Your guide to the 'American Idol' tour singers
With the "American Idol Live" concert tour making its way to Seattle (July 18, 2012), Seattle Times arts critic (and "Idol" watcher) Misha Berson offers her take on this season's top vote-getters.
Seattle Times theater critic
'American Idol Live'7 p.m. Wednesday, at KeyArena, Seattle Center; $26.50-$62 (800-745-3000 or www.ticketmaster.com).
It's like a boyfriend you can't give up on, despite his many trespasses. Or a hunk of junk food with an appalling lack of nutritional content, but you still can't resist it.
It's "American Idol," a TV-singing contest (maybe you've heard of it?) which every year I plan to ditch.
There are way too many other TV-singing contests now ("The Voice," "Duets," "X Factor") out there competing for my ears and eyeballs.
Their talent is as good or better; their judges are sharper tacks than "Idol's" gushing glam diva (Jennifer Lopez), spacey rocker (Steven Tyler) and inarticulate hipster (Randy Jackson). The theme nights and song choices aren't so hokey and repetitive. The coaches are cooler.
And they don't have "Idol" voting rules, which heavily favor pre-adolescents whose little digits text/dial a gazillion votes while most adults have better things to do. No wonder the "Idol" viewership is slipping, along with the odds of it launching another star like Kelly Clarkson or Carrie Underwood.
But this week, the tour of the show's 2012 top 10 vote-getters comes to Seattle's KeyArena. And darnit, I somehow know the best and worst voices and personalities in the bunch. And some of their mildly colorful back stories. And all about their hairstyles.
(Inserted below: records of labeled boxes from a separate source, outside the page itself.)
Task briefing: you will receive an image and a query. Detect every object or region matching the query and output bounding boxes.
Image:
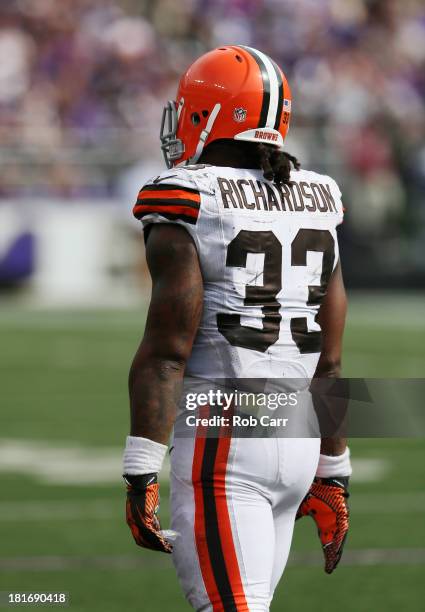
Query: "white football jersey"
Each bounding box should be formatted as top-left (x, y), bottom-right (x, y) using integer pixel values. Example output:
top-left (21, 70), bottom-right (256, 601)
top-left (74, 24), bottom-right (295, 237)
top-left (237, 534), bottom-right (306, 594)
top-left (134, 164), bottom-right (343, 378)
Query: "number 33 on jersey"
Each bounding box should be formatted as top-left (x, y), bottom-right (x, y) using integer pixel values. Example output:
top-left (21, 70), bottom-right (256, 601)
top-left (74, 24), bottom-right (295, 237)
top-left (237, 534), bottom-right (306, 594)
top-left (134, 165), bottom-right (343, 378)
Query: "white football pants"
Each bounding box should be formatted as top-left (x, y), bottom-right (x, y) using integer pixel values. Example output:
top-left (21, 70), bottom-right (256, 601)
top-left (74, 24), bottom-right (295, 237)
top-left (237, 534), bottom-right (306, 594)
top-left (170, 437), bottom-right (320, 612)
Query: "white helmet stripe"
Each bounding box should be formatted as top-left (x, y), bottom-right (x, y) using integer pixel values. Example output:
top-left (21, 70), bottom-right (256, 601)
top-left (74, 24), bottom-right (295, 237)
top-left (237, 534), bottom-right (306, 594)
top-left (240, 45), bottom-right (280, 128)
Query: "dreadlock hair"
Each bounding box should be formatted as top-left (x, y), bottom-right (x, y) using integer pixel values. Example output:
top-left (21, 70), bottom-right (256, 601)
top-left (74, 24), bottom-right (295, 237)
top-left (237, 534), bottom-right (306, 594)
top-left (199, 138), bottom-right (301, 185)
top-left (255, 143), bottom-right (301, 185)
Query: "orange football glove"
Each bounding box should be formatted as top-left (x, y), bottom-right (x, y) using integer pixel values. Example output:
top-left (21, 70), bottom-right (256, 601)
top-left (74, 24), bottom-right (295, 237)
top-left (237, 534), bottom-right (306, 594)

OK, I'll fess up: I got sucked in again this year. So if you somehow escaped the last decade of "Idol," and yet still might turn up at Wednesday's "American Idol Live" concert, here's a little cheat sheet on the Top 10, from a highly ambivalent "Idol" watcher:
Colton Dixon: Skinny Christian rocker from Tennessee with a robust voice and a penchant for color-streaking his locks and rearranging familiar songs for the worse.
DeAndre Brackensick: This teenage sort-of soul singer had the best hair on the show (long, burnished corkscrew curls to fling around), and the most hyperactive falsetto.
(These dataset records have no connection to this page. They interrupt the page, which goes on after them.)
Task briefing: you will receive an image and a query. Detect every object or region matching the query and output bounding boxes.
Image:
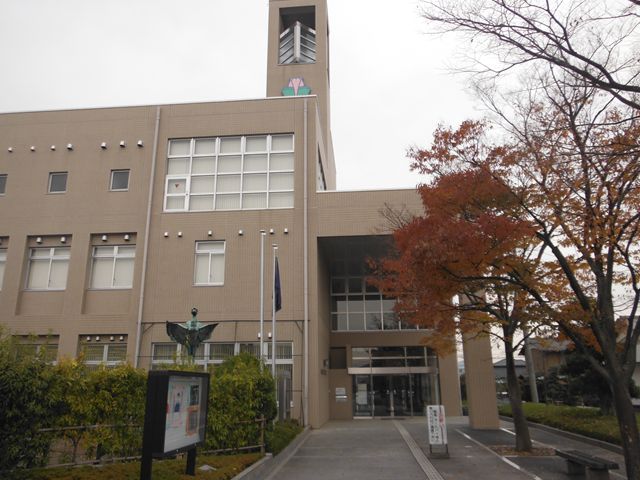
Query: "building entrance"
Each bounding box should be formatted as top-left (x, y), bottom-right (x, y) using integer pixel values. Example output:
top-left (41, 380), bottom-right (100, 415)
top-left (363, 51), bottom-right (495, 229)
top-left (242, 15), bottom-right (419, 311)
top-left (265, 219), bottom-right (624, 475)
top-left (353, 373), bottom-right (437, 417)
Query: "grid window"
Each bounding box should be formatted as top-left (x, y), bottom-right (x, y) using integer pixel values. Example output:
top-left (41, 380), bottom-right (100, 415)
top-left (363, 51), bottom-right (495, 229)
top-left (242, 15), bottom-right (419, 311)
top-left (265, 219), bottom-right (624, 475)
top-left (351, 346), bottom-right (438, 368)
top-left (49, 172), bottom-right (68, 193)
top-left (80, 335), bottom-right (127, 369)
top-left (109, 170), bottom-right (129, 192)
top-left (90, 245), bottom-right (136, 289)
top-left (0, 248), bottom-right (7, 290)
top-left (164, 134), bottom-right (294, 211)
top-left (330, 260), bottom-right (416, 331)
top-left (27, 247), bottom-right (71, 290)
top-left (193, 242), bottom-right (225, 285)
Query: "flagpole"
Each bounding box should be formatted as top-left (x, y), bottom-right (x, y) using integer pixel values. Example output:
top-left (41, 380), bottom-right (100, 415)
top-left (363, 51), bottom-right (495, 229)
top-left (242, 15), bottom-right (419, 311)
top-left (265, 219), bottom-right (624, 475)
top-left (271, 243), bottom-right (278, 379)
top-left (260, 229), bottom-right (267, 368)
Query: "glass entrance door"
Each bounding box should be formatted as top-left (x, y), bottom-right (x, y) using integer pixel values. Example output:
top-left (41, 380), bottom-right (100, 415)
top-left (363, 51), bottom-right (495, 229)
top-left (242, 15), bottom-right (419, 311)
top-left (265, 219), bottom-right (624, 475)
top-left (353, 374), bottom-right (437, 417)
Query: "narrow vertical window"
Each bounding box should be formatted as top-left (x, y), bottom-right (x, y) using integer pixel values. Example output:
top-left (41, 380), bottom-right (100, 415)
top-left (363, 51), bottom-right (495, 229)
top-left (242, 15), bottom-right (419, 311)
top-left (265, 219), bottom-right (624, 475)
top-left (193, 242), bottom-right (225, 285)
top-left (0, 248), bottom-right (7, 290)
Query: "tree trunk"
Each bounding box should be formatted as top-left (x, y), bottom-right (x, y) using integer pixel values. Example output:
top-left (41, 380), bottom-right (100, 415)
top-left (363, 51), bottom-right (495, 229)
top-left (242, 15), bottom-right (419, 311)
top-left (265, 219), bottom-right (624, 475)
top-left (504, 342), bottom-right (532, 452)
top-left (611, 375), bottom-right (640, 480)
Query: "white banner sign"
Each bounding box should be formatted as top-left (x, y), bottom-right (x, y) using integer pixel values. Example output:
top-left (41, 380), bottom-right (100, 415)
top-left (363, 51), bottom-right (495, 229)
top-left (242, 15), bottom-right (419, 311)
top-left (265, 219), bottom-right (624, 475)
top-left (427, 405), bottom-right (447, 445)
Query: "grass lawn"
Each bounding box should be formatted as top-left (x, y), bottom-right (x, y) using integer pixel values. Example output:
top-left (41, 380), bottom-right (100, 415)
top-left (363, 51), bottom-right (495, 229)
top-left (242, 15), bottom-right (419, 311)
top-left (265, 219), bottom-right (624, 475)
top-left (498, 403), bottom-right (640, 445)
top-left (9, 453), bottom-right (261, 480)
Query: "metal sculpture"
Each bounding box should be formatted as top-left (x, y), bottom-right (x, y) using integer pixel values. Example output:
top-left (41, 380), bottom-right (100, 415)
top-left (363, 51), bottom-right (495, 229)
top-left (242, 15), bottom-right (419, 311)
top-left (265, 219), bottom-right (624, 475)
top-left (167, 307), bottom-right (218, 360)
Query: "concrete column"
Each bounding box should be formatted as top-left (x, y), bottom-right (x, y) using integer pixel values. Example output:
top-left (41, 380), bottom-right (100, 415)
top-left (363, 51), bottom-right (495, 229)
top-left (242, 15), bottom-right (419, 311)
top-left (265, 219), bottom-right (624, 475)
top-left (462, 335), bottom-right (500, 430)
top-left (438, 352), bottom-right (462, 417)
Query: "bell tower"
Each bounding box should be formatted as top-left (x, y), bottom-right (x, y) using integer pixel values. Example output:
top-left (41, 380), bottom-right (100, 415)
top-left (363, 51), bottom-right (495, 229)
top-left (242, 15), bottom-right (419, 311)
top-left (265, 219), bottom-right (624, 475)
top-left (267, 0), bottom-right (330, 142)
Elise Testone: A dark-horse favorite of some viewers, with scratchy, smokey rock-club pipes and an attitude that said, "I'm a 28-year old Charleston, S.C., pro, and I have to put up with this?"
Erika Van Pelt: Her rich alto was one of the best voices but too mature and ungimmicky to stand a chance. Desperation had set in when the Rhode Island 26-year-old traded her blond locks for a scary black dye job and pixie cut.
Heejun Han: There's always a jokester, and this Korean-American New Yorker got bawled out for not taking the competition seriously enough. Props for working with disabled children, but extreme pitchiness got the dude voted off.
Hollie Cavanagh: Strangest accent: part Texas drawl, part British (thanks to her Liverpool roots). Rigid body language, but what a powerful sound poured out of that little bitty 18-year old.
Jessica Sanchez: Even smaller and younger (16), this first runner-up has been gunning for superstardom since she was a toddler. No style of her own yet, but that huge, Whitney-esque voice could clear your sinuses.
Skylar Laine: Spunky country kid who loves animals and guns. Can belt it out like Reba.
Joshua Ledet: Most exciting performer, by a mile. The Louisiana gospel-soul shouter with the fly collection of soulman suits kept me tuning in, but, sigh, he only made it to No. 3.
Phillip Phillips: Purple heart for terrible kidney-stone condition during competition. Cute, Dave Matthews-ish, Georgia-bred guy with a guitar, a nicely gruff voice but little versatility. Heartthrob winner, with a single that's sold half a million copies. The ways of "Idol" are ever mysterious.